Some pore through baby-name books. Or think back to favorite movie stars or characters from fiction. Many turn to a family tree, hunting for inspiration among beloved relatives and long-lost ancestors.
For a transgender person in transition, the act of choosing a new name often isn’t that different from naming a new baby.
Except, of course, that they’re naming themselves.
“It’s one of the hardest things in life, choosing your own name,” Caitlyn Jenner told Vanity Fair last year. The Olympian formerly known as Bruce ultimately picked “Caitlyn,” simply because she’d liked it for a long time.
Misty Plowright started her search by scouring the Social Security Administration’s website for lists of the most popular baby names in the early to mid-’80s — she was born in 1983.
“I didn’t want anything too close to the top of the list,” she says. “I also wanted something that would kind of blend in. Not the most common, but common enough.”
The 33-year-old IT consultant from Colorado grappled with a couple of options until the very last minute, as she sat in her car outside her lawyer’s office. Finally she settled on Misty — “Most people know a Misty or two” — and it was under that name that she made history last month when she won the Democratic primary for a U.S. House seat. Coincidentally, she shared that moment with another transgender woman who won her own congressional primary that same day, but in Utah.
Her name? Misty Snow.
Plowright says she’s spoken to other trans people who went through a similar process, hunting through lists of names in search of the one that feels just right — a name that stands out, but not too much.
“It’s a little mind-boggling, the lengths that a lot of trans people go to just to blend in,” she says.
Like secretive soon-to-be-parents, some trans men and women won’t breathe a word about the names they’re considering until they’re ready to publicly announce one. Others openly solicit input from friends or family — even asking their parents what they might have named a baby of the opposite sex. There are people who choose a name quickly and never look back, and those who keep changing their minds and agonizing over possible options for weeks or months.
Keeping a similar-sounding name or the same initials is a priority for some. Others use the moment to separate completely from family history — changing their last names as well as their first.

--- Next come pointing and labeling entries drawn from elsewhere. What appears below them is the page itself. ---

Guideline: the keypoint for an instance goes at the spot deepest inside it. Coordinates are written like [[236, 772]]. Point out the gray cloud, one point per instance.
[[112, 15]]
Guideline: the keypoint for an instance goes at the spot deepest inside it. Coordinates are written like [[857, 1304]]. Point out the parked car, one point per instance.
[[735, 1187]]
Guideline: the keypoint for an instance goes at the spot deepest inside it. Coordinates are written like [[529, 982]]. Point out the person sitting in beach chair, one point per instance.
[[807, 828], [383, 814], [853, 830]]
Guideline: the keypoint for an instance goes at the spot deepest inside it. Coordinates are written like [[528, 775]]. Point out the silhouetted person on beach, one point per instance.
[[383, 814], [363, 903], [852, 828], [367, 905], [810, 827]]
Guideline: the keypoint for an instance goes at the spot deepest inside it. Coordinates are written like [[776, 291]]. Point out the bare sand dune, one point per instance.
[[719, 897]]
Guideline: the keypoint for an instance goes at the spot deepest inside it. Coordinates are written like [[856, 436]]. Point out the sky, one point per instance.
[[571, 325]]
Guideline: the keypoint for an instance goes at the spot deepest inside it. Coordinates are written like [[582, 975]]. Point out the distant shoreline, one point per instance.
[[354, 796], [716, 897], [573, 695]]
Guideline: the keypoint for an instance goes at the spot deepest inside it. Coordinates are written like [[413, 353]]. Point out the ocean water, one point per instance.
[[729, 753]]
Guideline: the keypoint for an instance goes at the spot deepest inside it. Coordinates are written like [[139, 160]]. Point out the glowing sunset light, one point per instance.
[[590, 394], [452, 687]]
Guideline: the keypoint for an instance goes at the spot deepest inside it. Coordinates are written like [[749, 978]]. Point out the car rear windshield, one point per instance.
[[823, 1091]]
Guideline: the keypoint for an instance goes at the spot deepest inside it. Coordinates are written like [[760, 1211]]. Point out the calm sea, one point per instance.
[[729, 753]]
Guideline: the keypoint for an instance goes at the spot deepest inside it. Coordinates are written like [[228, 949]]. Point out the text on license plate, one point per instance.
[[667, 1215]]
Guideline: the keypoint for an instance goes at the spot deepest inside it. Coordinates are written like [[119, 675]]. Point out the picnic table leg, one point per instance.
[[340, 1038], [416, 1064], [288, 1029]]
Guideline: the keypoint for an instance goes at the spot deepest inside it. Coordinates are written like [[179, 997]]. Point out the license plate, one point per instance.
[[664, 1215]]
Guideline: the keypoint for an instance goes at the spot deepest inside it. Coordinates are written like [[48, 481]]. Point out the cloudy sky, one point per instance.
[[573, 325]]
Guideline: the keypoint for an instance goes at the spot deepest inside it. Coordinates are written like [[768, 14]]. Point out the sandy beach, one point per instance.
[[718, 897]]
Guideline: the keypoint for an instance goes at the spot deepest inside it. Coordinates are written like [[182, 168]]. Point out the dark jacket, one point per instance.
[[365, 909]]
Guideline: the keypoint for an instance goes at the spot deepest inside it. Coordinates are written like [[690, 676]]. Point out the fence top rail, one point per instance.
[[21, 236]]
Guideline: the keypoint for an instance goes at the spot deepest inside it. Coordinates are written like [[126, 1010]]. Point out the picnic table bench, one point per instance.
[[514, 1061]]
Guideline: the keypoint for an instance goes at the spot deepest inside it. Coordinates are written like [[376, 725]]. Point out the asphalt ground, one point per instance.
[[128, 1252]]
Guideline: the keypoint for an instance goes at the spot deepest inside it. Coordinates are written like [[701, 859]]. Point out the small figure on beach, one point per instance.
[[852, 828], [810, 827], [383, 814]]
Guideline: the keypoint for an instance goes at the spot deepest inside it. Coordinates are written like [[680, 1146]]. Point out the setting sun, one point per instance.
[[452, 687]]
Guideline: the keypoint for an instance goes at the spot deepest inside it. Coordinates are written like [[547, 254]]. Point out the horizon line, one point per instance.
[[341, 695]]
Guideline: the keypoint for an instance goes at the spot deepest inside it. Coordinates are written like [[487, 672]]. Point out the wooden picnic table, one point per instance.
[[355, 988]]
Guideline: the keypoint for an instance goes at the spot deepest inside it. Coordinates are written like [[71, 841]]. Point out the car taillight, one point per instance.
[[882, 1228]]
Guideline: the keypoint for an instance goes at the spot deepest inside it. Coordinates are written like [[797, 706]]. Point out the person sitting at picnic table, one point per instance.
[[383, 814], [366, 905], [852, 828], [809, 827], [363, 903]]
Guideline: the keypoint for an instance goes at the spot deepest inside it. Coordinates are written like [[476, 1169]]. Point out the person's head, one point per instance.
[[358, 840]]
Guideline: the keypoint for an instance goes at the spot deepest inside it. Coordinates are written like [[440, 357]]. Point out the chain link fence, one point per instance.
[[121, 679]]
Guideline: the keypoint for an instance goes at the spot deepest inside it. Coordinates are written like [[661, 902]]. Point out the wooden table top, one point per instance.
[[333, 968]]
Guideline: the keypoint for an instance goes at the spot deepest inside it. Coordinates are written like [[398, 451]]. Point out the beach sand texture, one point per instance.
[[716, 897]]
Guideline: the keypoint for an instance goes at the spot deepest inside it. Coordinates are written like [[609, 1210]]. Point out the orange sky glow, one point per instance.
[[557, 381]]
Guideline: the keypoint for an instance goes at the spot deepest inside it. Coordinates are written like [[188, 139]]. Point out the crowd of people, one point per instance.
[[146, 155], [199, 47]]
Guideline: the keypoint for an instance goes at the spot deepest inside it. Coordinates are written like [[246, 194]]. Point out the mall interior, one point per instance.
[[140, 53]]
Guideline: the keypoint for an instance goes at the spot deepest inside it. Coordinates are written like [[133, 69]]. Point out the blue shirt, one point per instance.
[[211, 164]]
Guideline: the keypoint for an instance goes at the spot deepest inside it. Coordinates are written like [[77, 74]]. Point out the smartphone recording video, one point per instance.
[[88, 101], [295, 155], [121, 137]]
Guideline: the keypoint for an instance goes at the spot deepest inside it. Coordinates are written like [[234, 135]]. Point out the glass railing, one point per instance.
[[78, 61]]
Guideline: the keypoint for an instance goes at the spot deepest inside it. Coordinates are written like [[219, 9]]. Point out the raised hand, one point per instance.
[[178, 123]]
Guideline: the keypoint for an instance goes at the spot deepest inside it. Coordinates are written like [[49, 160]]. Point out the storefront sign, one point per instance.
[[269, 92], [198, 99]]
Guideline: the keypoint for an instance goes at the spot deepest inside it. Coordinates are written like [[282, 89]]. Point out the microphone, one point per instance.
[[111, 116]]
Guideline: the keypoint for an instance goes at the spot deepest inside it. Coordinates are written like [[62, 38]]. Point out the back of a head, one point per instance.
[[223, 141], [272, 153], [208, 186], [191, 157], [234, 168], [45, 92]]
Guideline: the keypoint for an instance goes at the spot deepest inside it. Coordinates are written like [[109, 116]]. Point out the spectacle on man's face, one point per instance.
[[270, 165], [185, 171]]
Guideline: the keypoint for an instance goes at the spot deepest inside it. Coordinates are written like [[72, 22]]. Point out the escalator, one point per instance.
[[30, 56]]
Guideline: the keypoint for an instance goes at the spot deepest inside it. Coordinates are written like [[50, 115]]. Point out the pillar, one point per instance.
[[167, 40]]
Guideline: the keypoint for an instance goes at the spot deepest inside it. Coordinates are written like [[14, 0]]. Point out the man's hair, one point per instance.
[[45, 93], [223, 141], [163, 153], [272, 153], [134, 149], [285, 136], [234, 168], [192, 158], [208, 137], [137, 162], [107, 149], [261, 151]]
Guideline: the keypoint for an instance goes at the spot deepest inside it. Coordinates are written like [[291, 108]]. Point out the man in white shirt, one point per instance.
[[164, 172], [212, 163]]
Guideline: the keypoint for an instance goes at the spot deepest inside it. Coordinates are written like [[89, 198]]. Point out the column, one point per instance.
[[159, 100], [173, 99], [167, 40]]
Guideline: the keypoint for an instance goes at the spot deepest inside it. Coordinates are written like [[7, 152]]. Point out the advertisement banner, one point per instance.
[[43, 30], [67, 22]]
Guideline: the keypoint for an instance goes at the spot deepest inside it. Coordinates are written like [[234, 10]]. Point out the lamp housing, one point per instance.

“It’s an intensely personal process,” says Victoria Rodríguez-Roldán, director of the National LGBTQ Task Force’s Trans and Gender Non-Conforming Justice Project. However a trans person decides to choose a new name, she says, it is a particularly meaningful step in the transition. It can also be a challenging one: Not all trans people have the financial resources or guidance to navigate the process of legally changing their names.
“It is a huge part of trans people being validated,” she says. “It’s an integral part of becoming who they are as an identity, and it is also in many ways a privilege only available to those with the means.”
Male model Ben Melzer told the Telegraph that he asked his family to help name him. “In my opinion, parents should always name their child, so I went to them and asked, ‘If I had been born a boy, how would you have called me?’ ” he said. “She said Benjamin was a nice name, that she’d liked that at the time, so did my father, so that is how I became Ben.”
Laverne Cox, the transgender actress from “Orange Is the New Black,” was born with the middle name “Laverne,” which is why she chose it as a new first name. Chaz Bono, the son of Sonny Bono and Cher, picked a name that resembled the one he’d been given at birth, Chastity, and chose a middle name, Salvatore, that was his late father’s real name. MSNBC host Janet Mock wrote in her memoir, “Redefining Realness,” that her name was inspired by childhood friends who told her that she resembled Janet Jackson and nicknamed her “Baby Janet.”
“There’s power in naming yourself, in proclaiming to the world that this is who you are,” Mock wrote. “Wielding this power is often a difficult step for many trans people, because it’s also a very visible one.”
For celebrities like Bono or Jenner, who transitioned in the public eye, escaping their past identity is impossible. But for many other trans people, their previous name is never to be shared or spoken. Some refer to it not as their birth name, but as their “dead name.”
“For many trans people, that name was never who they are,” Rodríguez-Roldán says. “It’s insulting or degrading for people to refuse to address them by the name they choose. So you have terms like ‘dead name’ to describe that, to show the strength of how they feel about it.”
Kye Allums came out as a transgender man while playing women’s basketball in college. Among the most powerful moments in that process, he said, was when he saw his name changed on the George Washington University basketball roster in 2010.
“A name is just a bunch of letters, but the letters make up a word and the words that make up my name have so many more emotions behind them,” Allums told Outsports.com at the time. “My old name, that’s just not me. When I hear Kye, everything feels okay, everything is right.”